Transformation template should actually just parse all the tags, no matter which children are excluded, and always leave all pre-defined whitespaces and punctuation in-place. It should only strip some leading/trailing spaces inside tags if they accidentally appear: i.e. <month> Jul </month> to <month>Jul</month>.

Also, the doubled output was my mistake, I fixed the output above.


Solution

  • You can condense the set of your templates to the following:

    <?xml version="1.0" encoding="UTF-8"?>
    <xsl:stylesheet xmlns:xsl="http://www.w3.org/1999/XSL/Transform" version="2.0">
        
        <xsl:output method="html" encoding="UTF-8" indent="yes"/>
        <xsl:strip-space elements="*"/>
        <xsl:mode on-no-match="shallow-skip"/>
        
        <xsl:template match="ref">
            <html>
                <p>
                    <xsl:apply-templates/>
                </p>
            </html>
        </xsl:template>
        
        <xsl:template match="ref/mixed-citation">
            <p>
                <xsl:apply-templates/>
            </p>
        </xsl:template>
        
        <xsl:template match="mixed-citation/*/text() | mixed-citation/text()[last()]">
            <xsl:value-of select='normalize-space(.)'/>
        </xsl:template>
    
        <xsl:template match="mixed-citation/text()[position() != last()]">
            <xsl:value-of select='.'/>
        </xsl:template>    
    
        <xsl:template match="ref//(month|uri)" />
        
    </xsl:stylesheet>
    

    The above set of templates copies all text() nodes which are not the last() and omits all month and uri elements that are children of ref.
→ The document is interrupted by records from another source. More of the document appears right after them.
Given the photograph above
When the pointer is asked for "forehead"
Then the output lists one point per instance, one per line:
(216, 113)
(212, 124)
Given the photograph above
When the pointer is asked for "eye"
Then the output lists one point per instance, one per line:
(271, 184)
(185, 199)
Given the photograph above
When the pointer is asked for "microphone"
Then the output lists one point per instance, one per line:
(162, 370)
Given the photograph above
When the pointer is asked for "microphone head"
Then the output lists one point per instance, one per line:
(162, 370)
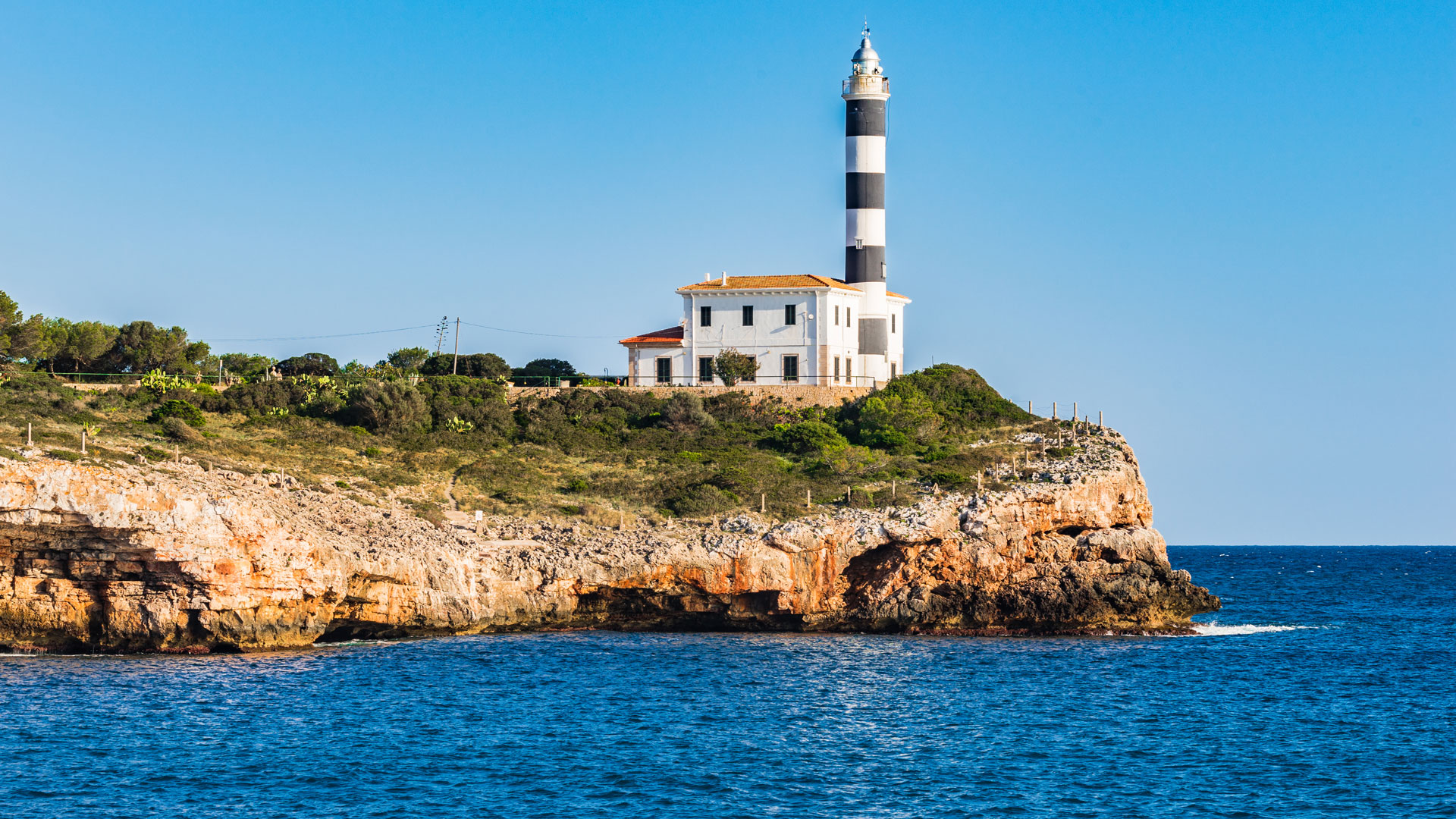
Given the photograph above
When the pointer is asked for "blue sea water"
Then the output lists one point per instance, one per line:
(1324, 689)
    The mixed-citation/*/text() | mixed-citation/text()[last()] template rule omits the leading and trailing spaces of all grand-children of mixed-citation or of the last() text() node of mixed-citation.

    The result is as desired:

    <!DOCTYPE HTML>
    <html>
       <p>
          <p>Collab. Source. Location: Name; 2020. [comment].</p>
       </p>
    </html>
    

    This solution does not double the output.
    If that's really what you wanted and not an error, you'd have to double the <p><xsl:apply-templates/></p> in the <xsl:template match="ref/mixed-citation"> template.